Quelles sont les chances d’une initiative américaine de relance, alors que le Président Obama n’a pas encore révélé son plan d’action, pour imposer la finalisation du processus ? Malgré les profondes divergences entre l'administration Obama et le gouvernement Nétanyahou, George Mitchell a cherché, mardi 9 juin, lors de ses entretiens avec les responsables israéliens, à assurer l'Etat hébreu du soutien intact des Etats-Unis. Dans ce cadre, il a omis de le conditionner par le retour à la négociation, le démantèlement des colonies, la destruction du mur de l’apartheid, condition sine qua non de la normalisation.

La référence à l'initiative arabe de paix est encourageante. Notons cependant que son appréciation par le Président Obama : "un début important, mais non la fin de leurs responsabilités" suscite des inquiétudes. Est-ce à dire, qu’on annonce une demande de concessions supplémentaires au partenaire arabe, alors que son vis-à-vis campe sur ses positions. Notons cependant que la formulation de l’approche globale du Président Obama annonce un retour aux normes de l’humanisme américain qui ne peut s’accommoder de cet Etat de non-Droit. Prenons la juste mesure de cette dynamique annoncée !
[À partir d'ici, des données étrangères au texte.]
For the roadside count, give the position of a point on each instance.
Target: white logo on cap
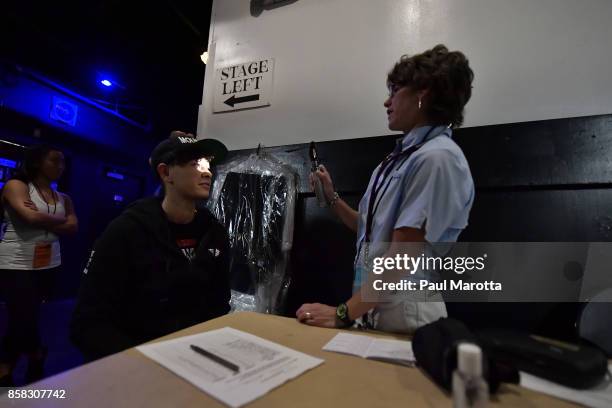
(184, 139)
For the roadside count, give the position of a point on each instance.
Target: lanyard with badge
(379, 188)
(42, 250)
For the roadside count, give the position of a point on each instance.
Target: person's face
(52, 166)
(402, 105)
(192, 179)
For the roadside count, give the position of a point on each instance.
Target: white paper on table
(264, 365)
(597, 397)
(395, 351)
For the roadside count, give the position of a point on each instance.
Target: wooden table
(129, 379)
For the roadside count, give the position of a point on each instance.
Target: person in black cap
(163, 264)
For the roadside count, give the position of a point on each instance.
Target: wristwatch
(342, 319)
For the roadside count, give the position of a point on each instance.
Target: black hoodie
(138, 285)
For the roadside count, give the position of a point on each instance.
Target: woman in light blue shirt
(421, 193)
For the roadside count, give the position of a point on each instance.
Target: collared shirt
(432, 188)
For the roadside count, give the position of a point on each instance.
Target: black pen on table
(215, 358)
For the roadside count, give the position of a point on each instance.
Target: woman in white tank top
(34, 215)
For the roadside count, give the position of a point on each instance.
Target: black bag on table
(435, 349)
(574, 365)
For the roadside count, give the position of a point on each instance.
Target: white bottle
(470, 390)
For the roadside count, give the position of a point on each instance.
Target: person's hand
(317, 314)
(30, 204)
(326, 181)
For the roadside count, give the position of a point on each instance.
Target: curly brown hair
(447, 75)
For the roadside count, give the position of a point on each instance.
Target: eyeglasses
(394, 89)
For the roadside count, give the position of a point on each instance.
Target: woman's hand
(326, 181)
(317, 314)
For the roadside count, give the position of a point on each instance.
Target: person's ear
(163, 171)
(422, 94)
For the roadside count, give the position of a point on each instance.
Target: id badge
(42, 255)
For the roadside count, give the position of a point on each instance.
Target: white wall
(533, 60)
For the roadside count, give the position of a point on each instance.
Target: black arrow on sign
(233, 100)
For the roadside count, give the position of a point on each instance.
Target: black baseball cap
(181, 149)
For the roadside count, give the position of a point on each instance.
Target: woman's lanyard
(55, 199)
(375, 193)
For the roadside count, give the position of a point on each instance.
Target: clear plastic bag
(254, 197)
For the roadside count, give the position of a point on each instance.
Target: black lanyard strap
(387, 166)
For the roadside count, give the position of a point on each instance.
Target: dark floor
(54, 320)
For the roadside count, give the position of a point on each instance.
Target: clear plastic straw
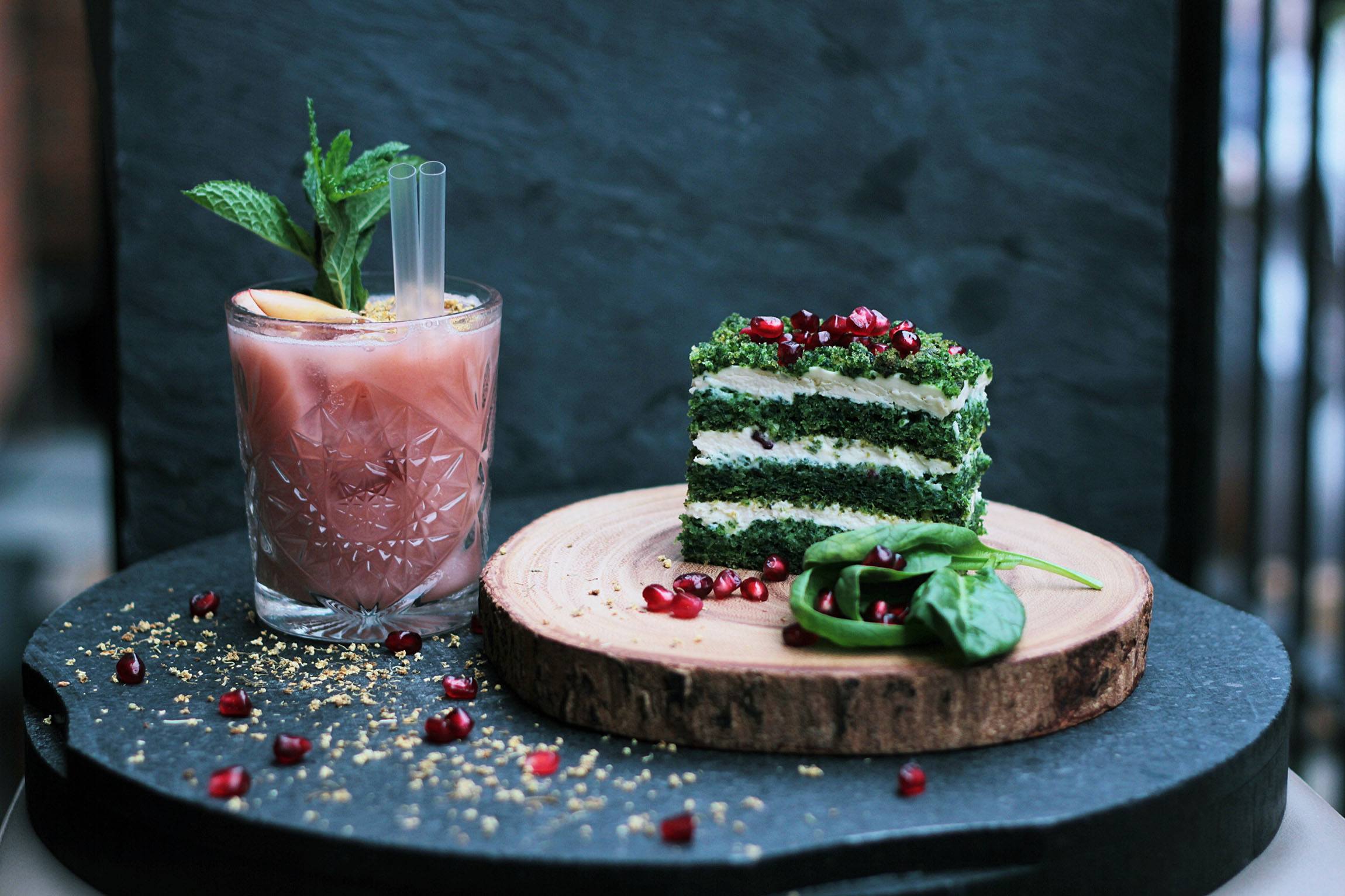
(433, 177)
(401, 188)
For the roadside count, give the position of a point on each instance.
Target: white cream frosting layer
(884, 390)
(733, 448)
(737, 515)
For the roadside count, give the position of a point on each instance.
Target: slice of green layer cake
(808, 426)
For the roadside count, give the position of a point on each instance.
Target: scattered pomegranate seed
(204, 604)
(837, 326)
(906, 343)
(233, 781)
(827, 604)
(697, 583)
(687, 606)
(911, 780)
(727, 583)
(861, 320)
(775, 569)
(291, 749)
(544, 762)
(880, 556)
(459, 688)
(805, 321)
(678, 829)
(788, 352)
(875, 611)
(657, 598)
(767, 327)
(398, 641)
(236, 704)
(756, 590)
(452, 726)
(131, 671)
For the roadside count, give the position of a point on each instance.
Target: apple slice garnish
(295, 307)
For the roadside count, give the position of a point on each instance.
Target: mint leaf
(254, 210)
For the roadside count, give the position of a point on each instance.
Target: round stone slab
(568, 631)
(1172, 791)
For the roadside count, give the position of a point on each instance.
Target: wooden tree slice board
(567, 629)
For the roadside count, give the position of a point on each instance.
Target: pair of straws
(418, 209)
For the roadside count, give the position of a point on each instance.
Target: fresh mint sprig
(349, 199)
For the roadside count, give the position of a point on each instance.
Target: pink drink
(366, 451)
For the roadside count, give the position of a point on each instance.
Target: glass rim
(243, 314)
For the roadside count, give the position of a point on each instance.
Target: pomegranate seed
(775, 569)
(697, 583)
(861, 320)
(827, 604)
(544, 762)
(657, 598)
(727, 583)
(677, 829)
(131, 671)
(291, 749)
(875, 611)
(805, 321)
(767, 327)
(236, 704)
(687, 606)
(233, 781)
(756, 590)
(204, 604)
(906, 343)
(459, 688)
(837, 326)
(452, 726)
(911, 780)
(880, 556)
(398, 641)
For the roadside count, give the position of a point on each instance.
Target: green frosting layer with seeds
(806, 416)
(747, 548)
(865, 488)
(933, 365)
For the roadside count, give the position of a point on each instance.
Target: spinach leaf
(849, 582)
(977, 614)
(846, 633)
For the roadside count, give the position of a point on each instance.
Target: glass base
(331, 621)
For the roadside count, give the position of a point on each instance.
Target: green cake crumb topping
(933, 365)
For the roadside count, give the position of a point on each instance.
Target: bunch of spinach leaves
(961, 602)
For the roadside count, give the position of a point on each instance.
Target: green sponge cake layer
(796, 438)
(746, 547)
(805, 416)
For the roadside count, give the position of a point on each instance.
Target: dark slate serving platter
(1172, 793)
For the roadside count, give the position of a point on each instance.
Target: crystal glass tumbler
(366, 451)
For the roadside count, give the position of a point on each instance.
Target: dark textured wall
(994, 169)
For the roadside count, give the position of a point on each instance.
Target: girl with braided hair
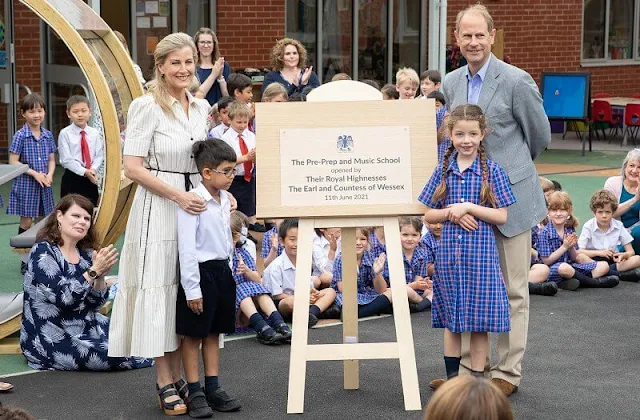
(469, 294)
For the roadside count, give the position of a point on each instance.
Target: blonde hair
(407, 74)
(274, 90)
(467, 113)
(216, 47)
(277, 53)
(478, 9)
(158, 86)
(466, 397)
(560, 200)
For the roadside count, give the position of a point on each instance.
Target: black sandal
(169, 408)
(182, 388)
(198, 406)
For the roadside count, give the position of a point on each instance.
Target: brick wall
(545, 35)
(248, 29)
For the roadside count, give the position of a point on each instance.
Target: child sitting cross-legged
(603, 236)
(558, 248)
(251, 295)
(280, 279)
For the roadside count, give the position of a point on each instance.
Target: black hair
(77, 99)
(438, 96)
(285, 226)
(210, 153)
(371, 82)
(31, 101)
(237, 81)
(224, 102)
(433, 75)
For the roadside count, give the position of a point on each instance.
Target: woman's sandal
(198, 406)
(182, 388)
(169, 408)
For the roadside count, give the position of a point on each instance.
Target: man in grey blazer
(519, 133)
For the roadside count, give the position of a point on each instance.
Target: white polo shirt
(594, 238)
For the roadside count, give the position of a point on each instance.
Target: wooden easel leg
(349, 305)
(401, 317)
(298, 356)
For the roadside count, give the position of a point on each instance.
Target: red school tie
(84, 148)
(247, 164)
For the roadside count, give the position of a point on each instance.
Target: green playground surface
(577, 184)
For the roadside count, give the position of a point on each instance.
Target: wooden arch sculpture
(111, 75)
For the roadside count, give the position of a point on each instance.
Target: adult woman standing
(212, 70)
(288, 59)
(162, 126)
(64, 288)
(625, 187)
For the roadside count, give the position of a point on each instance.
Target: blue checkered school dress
(468, 288)
(266, 243)
(366, 291)
(244, 287)
(549, 241)
(417, 266)
(28, 198)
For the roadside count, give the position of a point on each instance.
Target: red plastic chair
(601, 113)
(632, 121)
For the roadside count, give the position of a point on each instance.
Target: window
(609, 31)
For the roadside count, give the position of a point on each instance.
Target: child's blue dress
(469, 294)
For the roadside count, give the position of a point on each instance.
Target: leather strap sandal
(169, 408)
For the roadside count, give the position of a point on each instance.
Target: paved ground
(581, 363)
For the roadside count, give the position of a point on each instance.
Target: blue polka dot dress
(469, 294)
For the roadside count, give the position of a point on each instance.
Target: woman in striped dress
(162, 127)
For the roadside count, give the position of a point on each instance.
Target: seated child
(416, 262)
(558, 248)
(223, 110)
(602, 237)
(325, 245)
(389, 92)
(251, 295)
(81, 152)
(279, 278)
(207, 290)
(271, 246)
(407, 82)
(374, 298)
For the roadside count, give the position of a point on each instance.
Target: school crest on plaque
(345, 143)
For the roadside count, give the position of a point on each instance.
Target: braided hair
(467, 113)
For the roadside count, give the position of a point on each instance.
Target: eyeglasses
(230, 172)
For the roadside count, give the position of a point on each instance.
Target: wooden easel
(341, 113)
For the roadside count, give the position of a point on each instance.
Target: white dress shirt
(218, 131)
(231, 138)
(70, 151)
(592, 237)
(203, 237)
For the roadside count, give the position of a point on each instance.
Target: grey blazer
(519, 133)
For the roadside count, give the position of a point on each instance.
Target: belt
(187, 181)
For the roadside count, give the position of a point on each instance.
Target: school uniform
(244, 287)
(243, 187)
(469, 293)
(204, 248)
(28, 198)
(549, 241)
(320, 256)
(266, 243)
(218, 131)
(76, 159)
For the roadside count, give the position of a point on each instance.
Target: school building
(368, 39)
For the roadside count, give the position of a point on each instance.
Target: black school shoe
(219, 400)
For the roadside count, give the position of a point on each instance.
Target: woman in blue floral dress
(64, 288)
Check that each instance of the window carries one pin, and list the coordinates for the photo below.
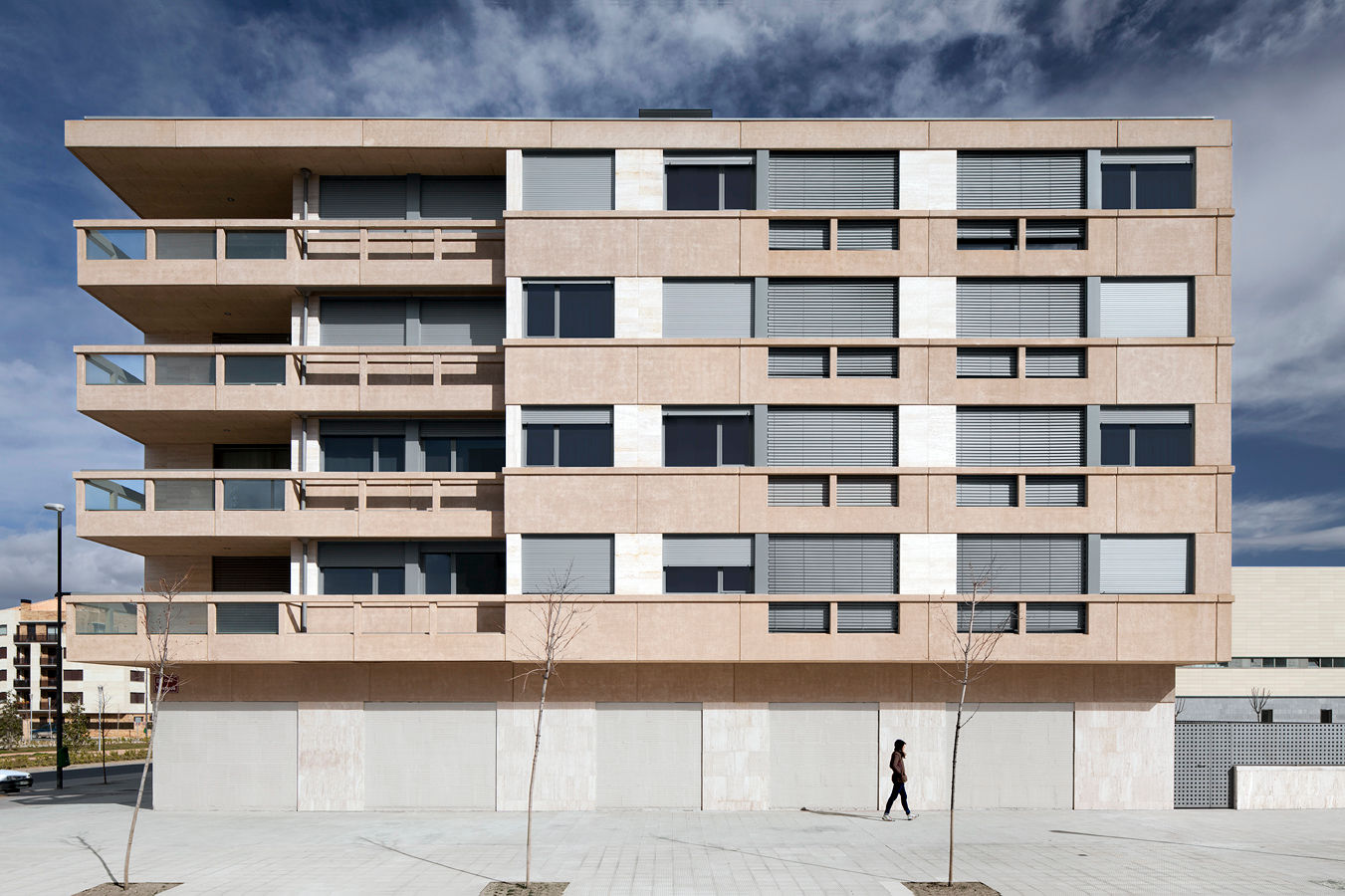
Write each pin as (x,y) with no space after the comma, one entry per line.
(566,436)
(1146,436)
(709,182)
(708,563)
(706,437)
(1149,180)
(569,310)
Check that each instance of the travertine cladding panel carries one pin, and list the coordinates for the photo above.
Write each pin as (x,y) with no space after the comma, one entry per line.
(1123,755)
(928,179)
(927,435)
(636,436)
(736,757)
(569,739)
(638,563)
(639,307)
(639,179)
(928,562)
(332,757)
(928,309)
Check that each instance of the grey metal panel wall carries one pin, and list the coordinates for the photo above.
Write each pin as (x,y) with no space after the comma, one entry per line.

Notons d’autre part, que le discours d’Obama atteste sa connaissance de l’Islam, débarrassée des faux stéréotypes, instrumentés par ses ennemis. Il cite avec pertinence des versets du Coran, qui légitime sa lecture. Il fait valoir que «l'islam tout au long de l'histoire, a donné la preuve, en mots et en actes, des possibilités de la tolérance religieuse et de l'égalité raciale». A l’appui de ces données, il enterre la doctrine du "choc des cultures", qui a fondé cette animosité et tenté de justifier la culture de la violence. Position lucide et courageuse, le Président Obama déclara que : « l'Amérique et l'islam ne s'excluent pas et qu'ils n'ont pas lieu de se faire concurrence. Bien au contraire, l'Amérique et l'islam se recoupent et se nourrissent de principes communs, à savoir la justice et le progrès, la tolérance et la dignité de chaque être humain ». En conséquence de ce diagnostic, rejetant les partis pris et les fausses vérités du Politiquement correct occidental, il déclara :  «Quand il s'agit de combattre l'extrémisme violent, l'islam ne fait pas partie du problème - il constitue une partie importante de la marche vers la paix».

Peut - être devrait-il davantage prendre en considération l’élan de progrès qui anime les élites musulmanes, qui font valoir une lecture du référentiel, tenant compte des défis du monde contemporain. Le Président Obama évoque comme un respect de la liberté de la communauté musulmane, l’autorisation du port du hijab par certaines jeunes filles musulmanes aux Etats-Unis. Cela se comprend, dans la société américaine, respectueuse des us et coutumes de ses différentes communautés. Peut être faudrait-il remarquer que "le retour au Harem", annonce plutôt des velléités conservatrices et dans certains cas intégristes. Un programme de dynamisation de l’éducation des jeunes filles musulmanes leur permettrait de s’ouvrir de nouveaux horizons et  d’assurer la formation d’une jeunesse évoluée, vivant au diapason de son temps.

En dépit de ces réflexions, qui s’expliquent par les grandes attentes de ce porte-parole de la nouvelle Amérique, qui se veut humaniste, généreuse et solidaire, le discours d’Obama au Caire annonce un véritable tournant géostratégique que nous saluons.